Prudent Design Principles for Digital Tampering Experiments

Mark: Okay. Good afternoon. Welcome to the next full paper session. We have three papers for you in this session on forensic methods. So, Janine will start shortly with a paper on evidence tampering, we have a paper on forensic image generation, and we have our last paper on document similarity matching. So it should be a good session. Thank you for joining us and Janine, you can take it away.

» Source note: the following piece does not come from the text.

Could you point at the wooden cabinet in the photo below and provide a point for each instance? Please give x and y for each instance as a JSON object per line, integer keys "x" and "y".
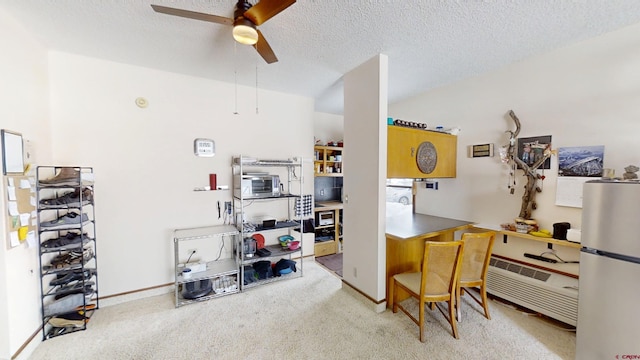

Janine: Okay, I hope everything will work fine. Let me test something. Oh, great. Just as expected: doesn’t work. Okay, anyway, welcome to my presentation about digital evidence tampering or about studying digital evidence tampering.

As Mark already said, my name is Jane Schneider and I’m at the IT Security Infrastructures Lab at the Friedrich-Alexander University Erlangen-Nürnberg. And yeah, let’s have a look at why we should care about digital evidence tampering.

Yeah, should we care about this? Is it a real thing? Are there cases where digital evidence was actually tampered with or is it just an academic scenario? And of course, one can ask, is it possible to tamper the digital evidence? Because it’s usually protected against manipulation by hashes, checksums, even blockchain, and yeah, why should we care?

Okay, and we should care because there are actually real world cases where people tried to tamper with digital evidence. In the case of the U.S. v. Tucker and State [of Wisconsin] v. Mercer, the suspects tried to delete evidence and they did a pretty bad job and they did harm rather than good, but they tried it.


Get The Latest DFIR News

Join the Forensic Focus newsletter for the best DFIR articles in your inbox every month.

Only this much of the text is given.